Dataclysm: What our online lives tell us about our offline selves
An irreverent, provocative, and visually fascinating look at what our online lives reveal about who we really are – and how this deluge of data will transform the science of human behaviour.
Big Data is used to spy on us, hire and fire us, and sell us things we don’t need. In ‘Dataclysm’, Christian Rudder, founder of one of the world’s biggest dating websites OkCupid, puts this flood of information to an entirely different use: understanding human nature.
Drawing on terabytes of data from Twitter, Facebook, Reddit, OkCupid, and many other sites, Rudder examines the terrain of human experience to answer a range of questions: Does it matter where you went to school? How racist are we?

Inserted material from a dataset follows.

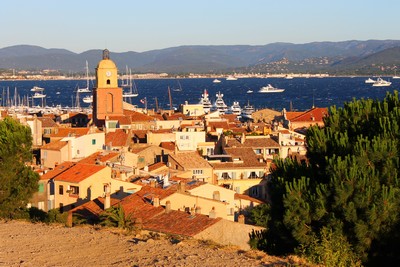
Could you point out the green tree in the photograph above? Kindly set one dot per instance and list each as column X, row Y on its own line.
column 17, row 181
column 350, row 185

How do political views alter relationships? Philosophers, psychologists, gene hunters and neuroscientists have tried to explain our flaws and foibles. Rudder shows that in today’s era of social media, a powerful new approach is possible, one that reveals how we actually behave when we think no one’s looking.
Outrageous and illuminating, ‘Dataclysm’, is a portrait of our essential selves – dark, absurd, occasionally noble – and a first look at a revolution in the making.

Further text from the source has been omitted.